Maria Delgado reviews Official Competition and its comedic look at method acting for Curzon:
An actor-centred film is only as good as its performers. Banderas, Cruz and Martínez all excel as an eccentric and bickering trio who have lost the capacity to process the consequences of their actions. A boyish Banderas, arguably sending up his persona as a Spanish heartthrob with a successful Hollywood career, has rarely been funnier. His looking up, down and around his pince-nez at the first script reading is a lesson in comic timing. Martínez perfectly captures Iván’s hypocrisies; he might act contemptuously towards awards, but secretly rehearses an acceptance speech with a kettle doubling up as a statuette. Cruz melds a combination of insecurity, self-assurance and disdain to perfection.

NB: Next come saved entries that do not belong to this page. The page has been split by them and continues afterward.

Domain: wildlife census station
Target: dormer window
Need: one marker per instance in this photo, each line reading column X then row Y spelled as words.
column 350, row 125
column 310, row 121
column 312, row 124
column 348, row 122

Lodge Kerrigan talks to Charles Bramesco at The Playlist about his 2004 movie Keane, low-budget filmmaking and what’s similar about TV and movies:
That tension between writer and director is a function of economics, I’d say. They were split for the sake of efficiency, that it’s faster to make a film when the writer can do something while the director is doing something else. I prefer the auteur model. Now when you’re making episodic TV, you have to wear a particular hat. But I try not to concern myself with all this too much. I don’t lose sleep over it. The wonderful thing about filmmaking is that there’s no blueprint. At the end of the day, you either make a film, or you don’t, and it’s either good, or it’s not. It takes a combination of luck, privilege, and hard work. Sometimes it happens. Sometimes it doesn’t.

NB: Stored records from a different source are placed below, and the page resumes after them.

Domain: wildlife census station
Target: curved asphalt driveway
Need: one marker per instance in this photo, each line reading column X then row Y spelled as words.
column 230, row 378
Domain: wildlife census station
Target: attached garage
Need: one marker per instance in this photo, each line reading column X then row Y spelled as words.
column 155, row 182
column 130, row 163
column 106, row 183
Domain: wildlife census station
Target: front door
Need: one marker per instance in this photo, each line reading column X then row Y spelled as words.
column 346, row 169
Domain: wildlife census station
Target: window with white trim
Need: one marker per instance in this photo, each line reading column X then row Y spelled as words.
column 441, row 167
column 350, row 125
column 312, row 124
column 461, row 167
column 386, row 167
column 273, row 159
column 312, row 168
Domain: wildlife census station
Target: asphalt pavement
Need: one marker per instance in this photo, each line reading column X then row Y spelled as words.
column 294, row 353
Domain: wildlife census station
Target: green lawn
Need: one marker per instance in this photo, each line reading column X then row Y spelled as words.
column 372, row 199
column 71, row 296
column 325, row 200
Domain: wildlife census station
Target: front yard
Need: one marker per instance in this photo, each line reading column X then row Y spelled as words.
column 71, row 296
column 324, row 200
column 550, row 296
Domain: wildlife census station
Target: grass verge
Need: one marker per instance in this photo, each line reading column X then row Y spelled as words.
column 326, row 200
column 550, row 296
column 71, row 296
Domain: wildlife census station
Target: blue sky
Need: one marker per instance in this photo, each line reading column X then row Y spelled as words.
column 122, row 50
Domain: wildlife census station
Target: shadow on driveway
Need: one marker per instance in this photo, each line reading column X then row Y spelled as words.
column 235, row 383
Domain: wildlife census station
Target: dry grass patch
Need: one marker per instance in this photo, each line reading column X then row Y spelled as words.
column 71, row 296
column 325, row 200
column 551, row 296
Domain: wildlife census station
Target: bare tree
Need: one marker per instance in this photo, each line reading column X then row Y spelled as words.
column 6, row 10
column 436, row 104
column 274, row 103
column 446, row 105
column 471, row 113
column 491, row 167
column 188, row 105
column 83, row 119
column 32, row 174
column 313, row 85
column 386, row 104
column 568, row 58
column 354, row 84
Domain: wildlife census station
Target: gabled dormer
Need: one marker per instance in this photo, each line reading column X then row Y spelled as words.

The Reveal‘s Keith Phipps revisits the 1962 low-budget apocalypse film Panic in Year Zero!:
Panic’s low budget necessitates a tight focus on a few characters and locations, which only increases the film’s effectiveness. So does the cast. Milland was an Oscar winner with a long track record as a leading man. Hagen had segued from Singin’ in the Rain into Make Room for Daddy and could still easily channel the persona of a sitcom-perfect middle American wife. [Frankie] Avalon was a teen idol whose career would find a second wind the following year as the star of Beach Party. These were familiar people reduced in an instant to desperate characters doing whatever it takes to survive. If it could happen to them, it could happen to you. The film ends on a note of hope, but it’s faint.
C.M. Crockford heads to Paste to report on Champaign, ILL, the YouTube Premium show that’s worth the time:
Watching the ending of Champaign ILL, it’s not totally obvious where the direction of the web series would have gone if a second season had been picked up. Like Party Down or early Office seasons, there’s a bittersweet poignancy to the failure of the characters. When the characters end up back where they started (albeit with a hologram of their dead best friend accompanying them), it just fits perfectly with the tone of the dark comedy. But this season actually does feel like a full, self-contained story, whereas most shows that brag about being “10 hour movies” end up featuring hours of dead air.
At Vox, Constance Grady reports on the curious anti-trust case that has giant publishers Simon & Schuster and Penguin Random House attempting to prove their own incompetence:
Throughout the trial, publishers depicted the industry as one of chaos and romance in equal measure, a hazy and lovely space in which publishers routinely hand out large sums of money for great works of literature, unable to either predict or care whether they would ever make their money back. Within this space, publishers argued, the narrow slice of publishing that the government was focused on — books with an advance of $250,000 and above — was meaningless. There was no true correlation, they said, between the books that they paid high advances for and the actual sales figures of those books. And so one by one, highly paid CEOs took the stand to argue that they had no idea what they were doing with all their money.